L’animateur vedette d’ABC, Jimmy Kimmel, devrait conserver son poste malgré une nouvelle polémique déclenchée par une plaisanterie visant Melania Trump. Cette affaire relance le débat sur les doubles standards de la liberté d’expression au sein de l’industrie du divertissement.
Tout commence par une boutade où Jimmy Kimmel qualifie la première dame de « future veuve » (expectant widow). Si l’humour est par nature provocateur, cette remarque a suscité la colère du couple Trump, qui a ouvertement exigé le licenciement de l’animateur. Cependant, Kimmel ne compte ni reculer ni s’excuser.
« Ce n’était pas,ً absolument pas… »
Jimmy Kimmel, via Fox News
Malgré la virulence des critiques, la chaîne ABC semble privilégier le contenu anti-Trump de son animateur plutôt que la bienséance, laissant présager que Kimmel restera en place.
Cette situation met en lumière ce que certains qualifient d’hypocrisie systémique à Hollywood.
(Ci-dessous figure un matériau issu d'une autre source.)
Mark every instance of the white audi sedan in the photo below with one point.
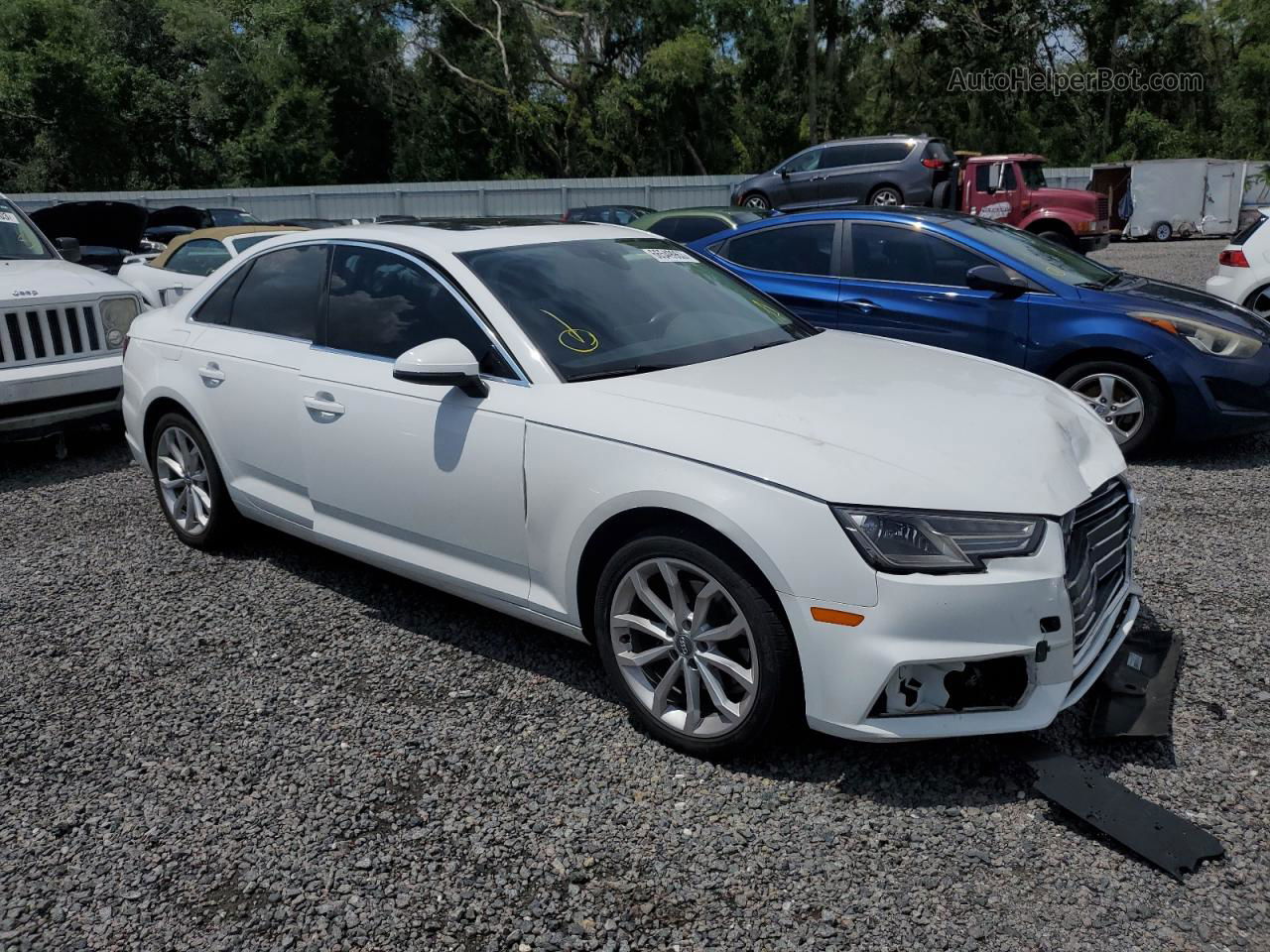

Alors que Kimmel bénéficie du soutien de son réseau, d’autres figures du spectacle ont été sanctionnées pour des propos jugés problématiques, sans jamais recevoir la défense de leurs pairs ou de l’industrie.
Le cas de Gina Carano est emblématique. La star de The Mandalorian a été licenciée par Disney après avoir partagé un message prônant l’empathie, en faisant un parallèle avec les débuts du régime nazi. Bien que le procédé ait pu être jugé inélégant, Disney a maintenu son licenciement. Ce n’est qu’après une action en justice soutenue par Elon Musk que les deux parties sont parvenues à un accord.
Le même schéma s’est appliqué à Roseanne Barr en 2018. Suite à un tweet jugé cruel et à connotation raciale envers Valerie Jarrett, ancienne conseillère de Barack Obama, ABC a licencié l’actrice, repris le contrôle de sa série et supprimé son personnage. Malgré les excuses de Barr et les témoignages, comme celui de l’humoriste Norm Macdonald soulignant sa volonté d’embaucher des femmes issues de minorités, seul Jerry Seinfeld s’était alors dressé pour défendre son droit de ne pas être licenciée.
D’autres exemples illustrent cette tendance à la « cancel culture » :
- Shane Gillis : Recruté en 2019 par Saturday Night Live (SNL), il a été évincé par Lorne Michaels après la résurgence de blagues sur les Asiatiques. SNL a néanmoins reconnu son erreur plus tard en l’invitant à présenter l’émission à deux reprises.
- TBS : En 2016, la chaîne a dû s’excuser après avoir publié une vidéo comparant le rire d’Hillary Clinton à celui d’une hyène. L’humoriste Samantha Bee avait alors réagi en suggérant à la chaîne de « supprimer son compte ».
- Tuffy Gessling : Ce clown de rodéo a été banni à vie de sa discipline et attaqué par les médias après avoir porté un masque d’Obama et demandé à la foule si un taureau devait charger le président.
Cette liste s’allonge avec la démission forcée de Kevin Hart de la présentation des Oscars en raison de vieux sketchs sur les fils homosexuels, ou encore les pressions exercées pour faire taire Dave Chappelle après son spectacle Netflix de 2021, The Closer, centré sur l’humour transgenre.
Si licencier un humoriste pour une blague ratée ou offensante constitue un précédent dangereux, c’est surtout l’application sélective de ces sanctions qui soulève aujourd’hui la question de la cohérence des défenseurs de la liberté d’expression à Hollywood.